電波操作を使えば自殺を引き起こせるが、それは自殺に見せ掛けているとも言える。実際に起こっているのは殺人であるが、それが電波という手段によって秘匿され、結果としての自殺だけが表に出る。

 

ただし、実際に自殺に見せ掛けることもある。それは電波操作による自殺と近いが、微妙に異なる。例えば、スパイが電波操作を使い対象者を自殺に追い込んでも、対象者が必ず自殺するとは限らない。それでも、対象者を無害化する必要があれば、自殺に見せ掛けるという手段は使える。

 

この際においても、電波工作による自殺と同様に、何らかの自殺の核となる事情が必要になる。それに関わる苦悩をどこかに書き留めていたり、誰かに話していたりするかも知れない。その状況下において自殺に見えるような死があれば、警察はその殺人を自殺に起因させられる。そこで何があったかは関係なく、自殺という説明が通れば、それ以上の追及を切り上げることは頻繁にある。

 

特に、諜報機関がこの工作に関わっている場合、その自殺偽装が露見しない可能性が高い。その際に外部のプロを雇って自殺に見せ掛けることもあれば、スパイ組織内部の専門チームに自殺を仕組ませる場合もあるだろう。それはどのようなレベルで意思決定されたかと、どのようなリソースが利用できるかに依存する。

 

いずれにせよ、自殺に見せ掛けることである。他殺の証拠はなく、死ぬ理由がそこにあり、それを補強する証拠や証言があり、そこに存在する死が自殺に見えれば、警察はそれ以上に捜査しないだろう。

 

また、警察自体がその工作に関わっている場合もある。日本の公安は警察組織の一部であり、公安が自殺に見えるような工作を行えば、捜査の状況をモニターできるだけでなく、必要があれば、どこかの時点で捜査を止められる。つまり、公安が意図的に暗殺した場合はほぼ露見しない。

 

この自殺偽装の方法論は電波工作による自殺の方法論と近似している。

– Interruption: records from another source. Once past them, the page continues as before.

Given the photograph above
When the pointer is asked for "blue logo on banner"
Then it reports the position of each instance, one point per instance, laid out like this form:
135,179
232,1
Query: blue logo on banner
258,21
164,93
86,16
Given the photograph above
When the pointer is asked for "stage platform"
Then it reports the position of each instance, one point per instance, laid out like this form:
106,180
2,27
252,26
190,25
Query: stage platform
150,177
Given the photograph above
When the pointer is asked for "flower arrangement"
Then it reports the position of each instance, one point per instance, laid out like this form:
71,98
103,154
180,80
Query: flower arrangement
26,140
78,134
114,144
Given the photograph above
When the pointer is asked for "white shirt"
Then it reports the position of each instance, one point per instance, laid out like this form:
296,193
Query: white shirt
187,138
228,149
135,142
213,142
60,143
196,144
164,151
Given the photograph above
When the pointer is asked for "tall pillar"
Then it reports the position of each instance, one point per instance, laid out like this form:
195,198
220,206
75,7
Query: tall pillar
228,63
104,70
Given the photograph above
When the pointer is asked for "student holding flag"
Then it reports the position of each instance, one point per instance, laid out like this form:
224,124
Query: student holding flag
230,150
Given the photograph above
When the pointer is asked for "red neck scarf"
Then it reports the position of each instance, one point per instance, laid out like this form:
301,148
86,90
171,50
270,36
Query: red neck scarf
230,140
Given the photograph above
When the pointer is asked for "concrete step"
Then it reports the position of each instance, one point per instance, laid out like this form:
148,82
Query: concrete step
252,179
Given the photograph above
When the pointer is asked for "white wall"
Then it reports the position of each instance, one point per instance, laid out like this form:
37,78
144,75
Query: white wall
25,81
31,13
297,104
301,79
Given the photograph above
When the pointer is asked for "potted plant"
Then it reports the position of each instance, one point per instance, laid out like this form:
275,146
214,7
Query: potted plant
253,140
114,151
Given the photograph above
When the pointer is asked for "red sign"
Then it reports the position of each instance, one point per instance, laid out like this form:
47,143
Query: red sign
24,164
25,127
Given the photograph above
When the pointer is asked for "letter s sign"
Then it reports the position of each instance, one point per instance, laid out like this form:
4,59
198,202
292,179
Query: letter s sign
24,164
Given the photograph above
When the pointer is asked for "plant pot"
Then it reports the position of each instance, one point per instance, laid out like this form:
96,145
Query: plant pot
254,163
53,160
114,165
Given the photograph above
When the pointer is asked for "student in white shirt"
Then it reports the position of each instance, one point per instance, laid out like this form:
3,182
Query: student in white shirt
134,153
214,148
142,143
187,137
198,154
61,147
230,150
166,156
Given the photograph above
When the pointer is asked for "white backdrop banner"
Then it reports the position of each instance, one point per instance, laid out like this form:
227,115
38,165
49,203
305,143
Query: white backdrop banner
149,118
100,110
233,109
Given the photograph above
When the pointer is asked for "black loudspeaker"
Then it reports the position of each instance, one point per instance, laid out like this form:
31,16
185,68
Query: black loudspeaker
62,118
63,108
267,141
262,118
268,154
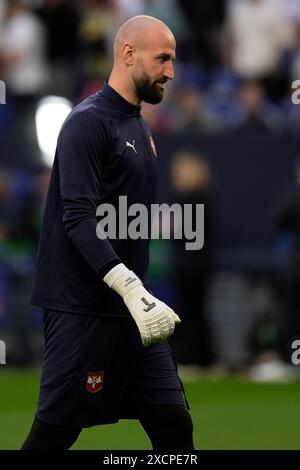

おそらく、この電波工作が本来的に自殺誘導や自殺に見せ掛ける工作の延長線上にあり、そこから発展したために、やり方が近似しているのだろう。それはまた、電波操作を利用しない自殺に見せ掛ける方法が依然と存在することを意味している。

 

スパイがそれらの工作を行うのは対象者を無害化するためである。対象者を物理的に抹殺できれば、その人物がスパイの障害となることがなくなるため、最終手段として、今でも諜報機関は暗殺を行っている。